A new authoritarianism?
Zhao had aimed to exploit the Chinese yearning for progress, vaulting his conservative opponents, but failed. In fact, China's conceptions of democracy are varied and often vague. Few dissidents go so far as to challenge one-party rule; there is more talk of power sharing by dissident groups within the party. A theory of "new authoritarianism" is in vogue among many intellectuals, especially party members. It holds that China must find a strong new figure to guide the nation until it is ready for true democracy sometime in the future. The conservative Li might be able to live with that if he endures.

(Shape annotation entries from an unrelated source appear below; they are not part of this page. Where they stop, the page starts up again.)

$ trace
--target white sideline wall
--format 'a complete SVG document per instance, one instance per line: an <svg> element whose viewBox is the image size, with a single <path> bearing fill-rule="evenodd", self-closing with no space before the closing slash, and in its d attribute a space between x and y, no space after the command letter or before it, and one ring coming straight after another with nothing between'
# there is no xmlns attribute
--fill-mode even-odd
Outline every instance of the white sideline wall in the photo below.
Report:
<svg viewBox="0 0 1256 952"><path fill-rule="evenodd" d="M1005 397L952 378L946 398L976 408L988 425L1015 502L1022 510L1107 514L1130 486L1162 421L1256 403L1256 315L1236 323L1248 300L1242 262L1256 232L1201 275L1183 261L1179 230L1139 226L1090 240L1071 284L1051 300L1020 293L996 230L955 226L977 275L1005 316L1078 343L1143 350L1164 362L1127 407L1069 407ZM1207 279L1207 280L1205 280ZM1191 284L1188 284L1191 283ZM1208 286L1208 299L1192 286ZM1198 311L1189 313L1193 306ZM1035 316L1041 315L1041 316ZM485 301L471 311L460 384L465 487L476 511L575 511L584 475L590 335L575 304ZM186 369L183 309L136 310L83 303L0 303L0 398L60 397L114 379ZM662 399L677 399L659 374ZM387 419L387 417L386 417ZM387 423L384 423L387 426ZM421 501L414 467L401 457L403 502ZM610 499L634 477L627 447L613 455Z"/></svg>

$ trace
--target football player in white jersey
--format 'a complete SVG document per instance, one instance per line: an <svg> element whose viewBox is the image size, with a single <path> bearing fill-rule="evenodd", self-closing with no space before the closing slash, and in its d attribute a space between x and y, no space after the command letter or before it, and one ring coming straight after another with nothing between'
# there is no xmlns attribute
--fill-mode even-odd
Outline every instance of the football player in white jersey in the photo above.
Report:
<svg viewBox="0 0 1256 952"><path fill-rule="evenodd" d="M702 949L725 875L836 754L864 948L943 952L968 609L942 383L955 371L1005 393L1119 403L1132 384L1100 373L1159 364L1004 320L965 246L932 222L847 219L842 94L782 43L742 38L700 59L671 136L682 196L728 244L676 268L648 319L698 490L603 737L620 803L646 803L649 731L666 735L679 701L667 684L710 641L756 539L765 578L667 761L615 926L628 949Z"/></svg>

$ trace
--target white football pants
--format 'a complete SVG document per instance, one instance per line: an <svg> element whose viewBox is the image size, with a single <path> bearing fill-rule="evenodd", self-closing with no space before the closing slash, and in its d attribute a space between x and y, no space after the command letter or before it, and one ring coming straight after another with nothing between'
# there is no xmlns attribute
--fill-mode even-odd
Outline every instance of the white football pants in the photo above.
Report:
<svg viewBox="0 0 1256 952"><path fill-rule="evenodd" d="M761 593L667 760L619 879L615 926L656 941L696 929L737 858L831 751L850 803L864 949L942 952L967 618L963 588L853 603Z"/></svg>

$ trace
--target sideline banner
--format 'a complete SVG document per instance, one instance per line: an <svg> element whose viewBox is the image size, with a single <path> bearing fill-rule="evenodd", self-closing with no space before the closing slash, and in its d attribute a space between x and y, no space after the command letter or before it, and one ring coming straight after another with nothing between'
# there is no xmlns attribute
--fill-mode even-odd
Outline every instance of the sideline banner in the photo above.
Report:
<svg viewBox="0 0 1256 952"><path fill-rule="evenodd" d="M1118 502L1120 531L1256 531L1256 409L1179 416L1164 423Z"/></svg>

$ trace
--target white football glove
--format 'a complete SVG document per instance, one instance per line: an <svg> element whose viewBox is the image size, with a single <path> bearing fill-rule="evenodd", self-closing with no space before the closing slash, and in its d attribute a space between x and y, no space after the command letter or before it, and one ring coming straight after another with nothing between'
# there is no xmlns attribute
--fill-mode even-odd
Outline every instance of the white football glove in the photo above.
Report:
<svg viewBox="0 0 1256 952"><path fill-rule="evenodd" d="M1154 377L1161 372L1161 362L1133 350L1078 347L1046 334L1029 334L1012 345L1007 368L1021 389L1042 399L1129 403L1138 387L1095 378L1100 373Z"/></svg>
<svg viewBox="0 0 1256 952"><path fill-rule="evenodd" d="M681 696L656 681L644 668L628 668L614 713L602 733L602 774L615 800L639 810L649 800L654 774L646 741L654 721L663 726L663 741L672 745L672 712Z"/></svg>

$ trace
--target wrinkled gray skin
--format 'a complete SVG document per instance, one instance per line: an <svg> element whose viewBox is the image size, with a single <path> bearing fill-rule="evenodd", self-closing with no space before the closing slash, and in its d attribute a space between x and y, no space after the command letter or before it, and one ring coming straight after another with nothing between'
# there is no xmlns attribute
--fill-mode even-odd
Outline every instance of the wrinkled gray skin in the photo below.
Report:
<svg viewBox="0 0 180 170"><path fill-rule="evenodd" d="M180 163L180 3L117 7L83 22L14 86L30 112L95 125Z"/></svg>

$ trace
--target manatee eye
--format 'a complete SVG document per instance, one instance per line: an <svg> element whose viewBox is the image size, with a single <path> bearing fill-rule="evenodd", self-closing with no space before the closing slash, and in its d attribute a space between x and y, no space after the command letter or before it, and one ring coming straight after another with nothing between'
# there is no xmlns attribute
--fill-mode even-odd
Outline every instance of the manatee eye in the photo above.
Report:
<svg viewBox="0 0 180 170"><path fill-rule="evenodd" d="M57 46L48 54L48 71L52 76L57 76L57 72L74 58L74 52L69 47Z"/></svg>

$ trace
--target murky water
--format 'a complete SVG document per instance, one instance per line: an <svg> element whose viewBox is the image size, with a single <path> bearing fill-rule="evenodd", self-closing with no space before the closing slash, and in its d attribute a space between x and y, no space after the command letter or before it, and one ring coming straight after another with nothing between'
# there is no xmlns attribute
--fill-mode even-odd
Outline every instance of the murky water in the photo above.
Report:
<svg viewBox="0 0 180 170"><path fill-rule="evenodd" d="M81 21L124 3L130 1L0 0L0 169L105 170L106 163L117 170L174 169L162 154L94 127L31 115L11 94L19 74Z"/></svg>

Though the whole world is watching events in China anxiously, the likelihood of a traumatic change in foreign or economic policy is remote. Investors are understandably worried about the turmoil. But the entire Chinese leadership has invested too much in economic expansion, in reconciliation with Moscow, in cooperation with the U.S. and in playing the superpowers off against each other to back away now. For the most part, even the dissenters are content with these policies.
What they are determined to change is domestic politics. Most recognize that liberalization will come slowly, that the day when the People's Congress will be more than a rubber stamp for a small group of party elite is still remote. But they want at least a sign that the leadership is willing to move.
However the succession proceeds, it promises to be difficult. In 1927, Mao Tse-tung declared that: "Every Communist must grasp the truth: Political power grows out of the barrel of a gun." But at least for a while, in Tienanmen Square, the guns remained silent in the face of an even greater power: Young people willing to sacrifice their lives, and thus China's best hopes for the future, for the idea of freedom, however dimly grasped.